Mount Airy is one of the 52 neighborhoods of Cincinnati, Ohio. The neighborhood is home to Mount Airy Forest, one of the oldest urban reforestation projects in the country. The population was 9,210 at the 2020 census.

==History==
Mount Airy was incorporated as a village in 1865 from land given by Mill Creek and Green townships. Mount Airy was annexed by the City of Cincinnati in 1911.

The neighborhood includes the 1,471 acre Mount Airy Forest, the largest of the Cincinnati parks. The Mt. Airy water tower, resembling a castle, was built in 1926-27. The complex includes 13 towers on two levels and has a capacity of 8.5 million gallons.

==Demographics==

As of the census of 2020, there were 9,210 people living in the neighborhood. There were 4,388 housing units. The racial makeup of the neighborhood was 26.6% White, 61.7% Black or African American, 0.3% Native American, 3.1% Asian, 0.0% Pacific Islander, 3.0% from some other race, and 5.4% from two or more races. 4.7% of the population were Hispanic or Latino of any race.

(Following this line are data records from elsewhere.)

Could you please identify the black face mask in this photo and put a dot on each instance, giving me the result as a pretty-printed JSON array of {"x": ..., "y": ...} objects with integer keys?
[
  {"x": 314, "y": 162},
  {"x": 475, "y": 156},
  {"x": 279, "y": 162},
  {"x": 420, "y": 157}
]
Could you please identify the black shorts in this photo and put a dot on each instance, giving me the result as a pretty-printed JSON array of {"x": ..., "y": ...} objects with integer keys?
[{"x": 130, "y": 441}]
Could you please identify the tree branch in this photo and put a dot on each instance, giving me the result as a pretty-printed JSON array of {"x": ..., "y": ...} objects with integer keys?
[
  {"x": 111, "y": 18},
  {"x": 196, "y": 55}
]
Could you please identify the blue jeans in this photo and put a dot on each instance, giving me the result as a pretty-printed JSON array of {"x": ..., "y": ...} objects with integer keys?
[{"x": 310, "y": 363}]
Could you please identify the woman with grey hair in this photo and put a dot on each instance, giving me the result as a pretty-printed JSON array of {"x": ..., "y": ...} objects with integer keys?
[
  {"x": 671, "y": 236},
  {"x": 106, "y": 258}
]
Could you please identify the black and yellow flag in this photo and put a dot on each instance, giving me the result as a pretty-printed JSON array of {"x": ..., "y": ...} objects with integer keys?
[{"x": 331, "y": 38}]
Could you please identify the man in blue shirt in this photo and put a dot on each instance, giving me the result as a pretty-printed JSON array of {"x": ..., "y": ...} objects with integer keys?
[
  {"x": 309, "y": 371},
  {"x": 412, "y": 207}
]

There were 3,739 households, out of which 56.8% were families. 41.9% of all households were made up of individuals.

27.5% of the neighborhood's population were under the age of 18, 60.9% were 18 to 64, and 11.6% were 65 years of age or older. 45.4% of the population were male and 54.6% were female.

According to the U.S. Census American Community Survey, for the period 2016-2020 the estimated median annual income for a household in the neighborhood was $27,920. About 24.5% of family households were living below the poverty line. About 23.3% had a bachelor's degree or higher.

==Infrastructure==
Interstate 74's Ohio-Iowa segment ends in Mount Airy, OH, while the westernmost North Carolina segment ends in Mount Airy, NC.